Getting in Fights with Strangers
I saw a video on Facebook. Two drivers, apparently contesting a parking space, were ramming each other’s cars. They were using their vehicles like bumper cars at an amusement park. But there was nothing amusing about the video.
Below the video, people had left thousands of comments. Many decried the stupidity of the combatants. I don’t think low intelligence had anything to do with it. I saw rage.
And I’ve been there.
I’ve never rammed someone else’s car with my own, but I have felt like it. Wanted to do it. Fantasized about it.
It Takes Two
Scenes like the one caught on video, in which so much physical damage is done, aren’t commonplace. But that’s not because the impulse is rare.
Usually at least one participant manages to grab hold of their last scrap of rational thinking and hold on tight.
Either that, or fear gets in the way. Fear of immediate harm or later punishment.
Statistics don’t favor both opponents letting go of reason and caution at the same time. One normally ends the madness by restraining their behavior.
Even When You Win…
I’m ashamed to say I’ve been involved in unfriendly disputes with strangers before.

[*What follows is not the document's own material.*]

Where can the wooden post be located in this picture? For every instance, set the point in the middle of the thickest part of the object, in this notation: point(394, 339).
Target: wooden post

No matter what the outcome, I always feel like a loser afterwards.
When I let a stranger’s poor behavior influence my own, I lose my sense of being an okay person. For the rest of the day, I’m stuck on a skewer of shame for having participated in something ugly.

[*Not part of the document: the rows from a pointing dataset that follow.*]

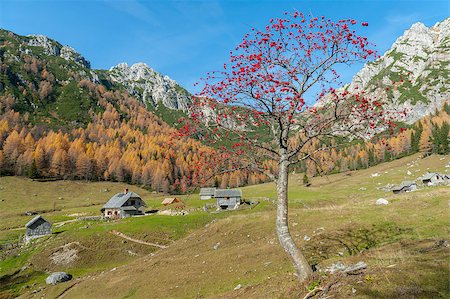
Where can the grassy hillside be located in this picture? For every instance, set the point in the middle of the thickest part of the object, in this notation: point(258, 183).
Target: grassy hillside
point(399, 242)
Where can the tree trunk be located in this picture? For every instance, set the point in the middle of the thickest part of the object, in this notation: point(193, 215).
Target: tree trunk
point(284, 237)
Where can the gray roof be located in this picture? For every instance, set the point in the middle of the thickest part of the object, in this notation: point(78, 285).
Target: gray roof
point(207, 191)
point(428, 176)
point(119, 199)
point(403, 185)
point(30, 223)
point(227, 193)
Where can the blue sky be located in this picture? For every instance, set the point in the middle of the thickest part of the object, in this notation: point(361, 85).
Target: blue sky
point(185, 39)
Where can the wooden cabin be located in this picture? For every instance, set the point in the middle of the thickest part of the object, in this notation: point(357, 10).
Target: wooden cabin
point(122, 205)
point(228, 199)
point(207, 193)
point(38, 227)
point(405, 186)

Whether you win or lose a rage-fueled contest with a stranger, you lose.
That’s why I feel sorry for the women (both drivers turned out to be women) in the video. They both drove away in cars that were wrecked. But I suspect the damage went deeper than that.
Road Rage
The real culprit in this story is rage.
Rage takes no prisoners. It tries to destroy everything and everyone, including the rager.

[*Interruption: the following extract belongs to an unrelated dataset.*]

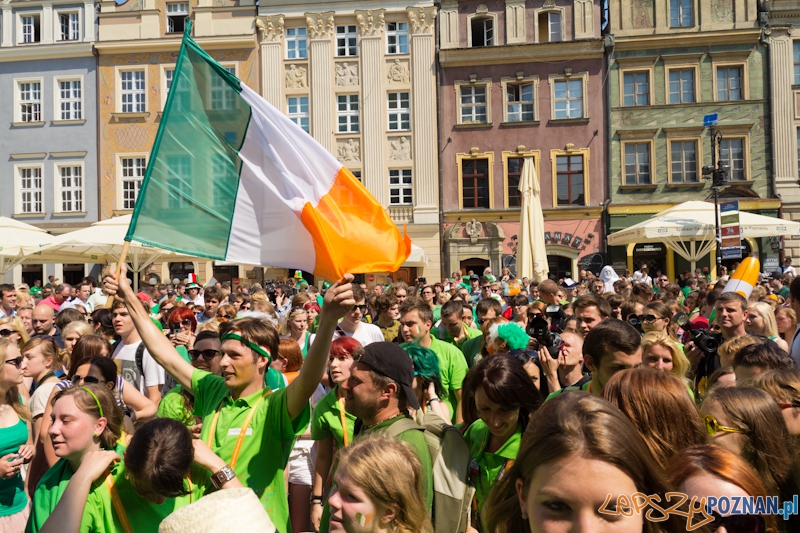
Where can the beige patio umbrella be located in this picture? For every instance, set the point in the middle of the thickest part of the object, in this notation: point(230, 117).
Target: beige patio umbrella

I think rage comes from two places:
Chronically suppressed anger
and/or
Childhood emotional injuries that have become triggers.
In my case, I have a trigger. My anger tends to take over when others “assert themselves at my expense.”
I put quotes around that because those words have burned themselves into my psyche, I’ve repeated them to myself so many times trying to figure out my reaction.
There’s something about someone asserting themselves at my expense that takes my anger from zero to sixty in no time flat.
I suspect it has something to do with having had an older sibling who took my toys. It’s that basic.
Emotional Reactivity
When we suffer injustice early in life, a pattern of emotional reactivity can be established in our brains.
Overcoming irrational impulses fired by that trigger takes time and effort, yes. But mostly it takes awareness.
If I physically attack someone because they’re being an a-hole to me, that person is NOT the problem.
The real problem is that I can’t handle myself around people who are acting like a-holes.
Rage steps in, urging me to pillage and burn instead of taking a step back.
I don’t know the stories of those two aggressive drivers on the video. But I know it was rage that made them do what they did.
And I can imagine how they felt afterwards.
The words, “There but for the grace of God go I” come to mind.